COLUMBUS, Ohio (Legal Newsline) - A hypothetical jury award is now a very real element in Ohio legal malpractice law, thanks to a Thursday decision by the state's Supreme Court.
In a 5-2 ruling, the Justices stated that proving what amount could have been won in a trial will be a requirement in bringing attorney malpractice claims. The case concerned a motorist's suit against another who caused a wreck.
"The jury in this case arrived at a figure for damages that was not necessarily reflective of the value of the Patereks' claim against their lawyers; the jury's damage award reflects what the Patereks' suffered through the negligence of Richardson," Justice Paul Pfeifer wrote.
"But the appellant attorneys in this case are not responsible for (Kristopher) Richardson's negligent conduct; they are responsible for their own. This case is not about what Irene Paterek suffered on account of Richardson's bad driving, but what she suffered on account of the appellants' bad lawyering.

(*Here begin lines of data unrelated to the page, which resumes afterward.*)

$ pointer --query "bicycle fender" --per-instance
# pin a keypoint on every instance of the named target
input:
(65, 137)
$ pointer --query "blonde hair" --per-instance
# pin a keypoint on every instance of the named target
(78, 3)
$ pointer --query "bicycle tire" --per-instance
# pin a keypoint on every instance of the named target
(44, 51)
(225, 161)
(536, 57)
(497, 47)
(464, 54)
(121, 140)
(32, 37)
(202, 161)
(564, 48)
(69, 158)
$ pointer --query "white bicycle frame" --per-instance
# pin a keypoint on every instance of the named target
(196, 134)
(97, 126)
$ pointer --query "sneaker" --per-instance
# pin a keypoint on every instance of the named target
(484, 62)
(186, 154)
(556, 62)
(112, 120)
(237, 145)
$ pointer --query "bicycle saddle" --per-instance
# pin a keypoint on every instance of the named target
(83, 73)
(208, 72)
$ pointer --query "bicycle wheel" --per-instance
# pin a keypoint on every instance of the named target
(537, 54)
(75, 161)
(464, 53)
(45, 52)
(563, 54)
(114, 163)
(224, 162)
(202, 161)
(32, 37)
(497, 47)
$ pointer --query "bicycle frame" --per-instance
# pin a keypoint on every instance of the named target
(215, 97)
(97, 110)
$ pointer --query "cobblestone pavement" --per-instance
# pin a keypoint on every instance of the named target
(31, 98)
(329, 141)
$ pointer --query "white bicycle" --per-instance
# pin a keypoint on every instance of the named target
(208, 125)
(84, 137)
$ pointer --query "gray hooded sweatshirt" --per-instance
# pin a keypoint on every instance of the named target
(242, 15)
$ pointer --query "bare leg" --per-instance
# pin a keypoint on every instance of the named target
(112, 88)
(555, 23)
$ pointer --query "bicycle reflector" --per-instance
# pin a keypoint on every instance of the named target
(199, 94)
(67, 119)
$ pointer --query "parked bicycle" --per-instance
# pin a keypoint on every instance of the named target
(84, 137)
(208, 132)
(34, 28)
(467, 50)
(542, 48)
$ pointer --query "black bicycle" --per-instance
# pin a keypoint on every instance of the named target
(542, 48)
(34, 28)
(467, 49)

"The proper inquiry, then, is this: Had the appellants not been negligent, how much could Irene have received from a settlement or a judgment?"
Pfeifer continued that considering the lost judgment irrelevant would defeat the purpose of tort law, compensation for a loss.
"Thus, it was up to the Irene Paterek to prove what she lost because of the appellants' negligence," Pfeifer wrote.
"She stipulated that she would have received nothing toward a judgment from the tortfeasor himself. The stipulation stated that Richardson did not have sufficient assets to satisfy any judgment beyond his $100,000 automobile liability coverage."
Edward Paterek died in 2003, six years after the automobile accident. In 1998, Peterson and Ibold attorney Jonathon Evans began representing the Patereks.
Evans had the complaint dismissed without prejudice in 1998, but failed to refile it within the one-year time limit. After her husband died, Irene Paterek filed suit against Peterson and Ibold.
She won $382,000 in a jury trial. The award was reduced to the $100,000 Richardson's insurance provided.
An appeals court reinstated the award, saying the amount Edward Paterek could have won did not matter.
Justices Robert Cupp and Maureen O'Connor concurred in part and dissented in part in the Supreme Court ruling. Cupp wrote that the majority correctly ruled that the judgment lost is an essential element of a legal malpractice claim, but the Patereks' own underinsured motorist coverage should not have been included in the award against the law firm.